In the throes of the Great Depression, Armstrong put forth progressive hypotheses about the obligations of industrialized nations to the economic well-being of their citizens. This drew the attention of FDR, who in 1934 invited Armstrong to work as Chief of Staff for Social Security Planning, on the Committee on Economic Security (CES). Suddenly, she moved from advocating radical reform to writing actual legislation.
Prior to Roosevelt, U.S. presidents were expected to steer clear of Wall Street interests. President Herbert Hoover had formed a conservative belief in small government that would define his approach to Depression Era economics, which offered no immediate or major federal intervention. Instead, he called upon states to regulate minimum wage and private charities to help solve the nation’s poverty.
Meanwhile, conditions around the country worsened. By 1931, the unemployment rate hit 15.8 percent. Homeless families scavenged in makeshift shantytowns (sardonically known as Hoovervilles). Still, Hoover refused to involve the government by fixing prices or controlling currency, which he feared would lead to socialism. Instead, he emphasized aid through private volunteerism and charitable works. He asked employers not to cut wages. He suggested neighbors help each other. He believed the economy relied chiefly on morale, and that it would self-correct.
When it didn’t, the country elected FDR, who believed an aggressive federal intervention was needed. He surrounded himself with people like Armstrong, who had studied social insurance for years.

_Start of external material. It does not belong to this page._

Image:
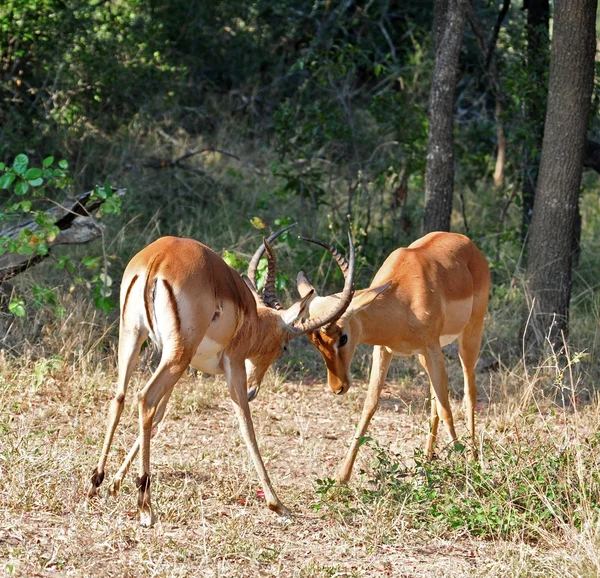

Armstrong was attuned to politics. According to Nancy Altman, author and president of Social Security Works, she was an “infighter” whose outspokenness convinced the CES to propose a federal program that addressed old age insurance. With the help of Labor Secretary Frances Perkins, the first woman appointed to the U.S. Cabinet, the Social Security Act of 1935 passed. “There were a lot of very strong women who surrounded Roosevelt at the time,” says Altman.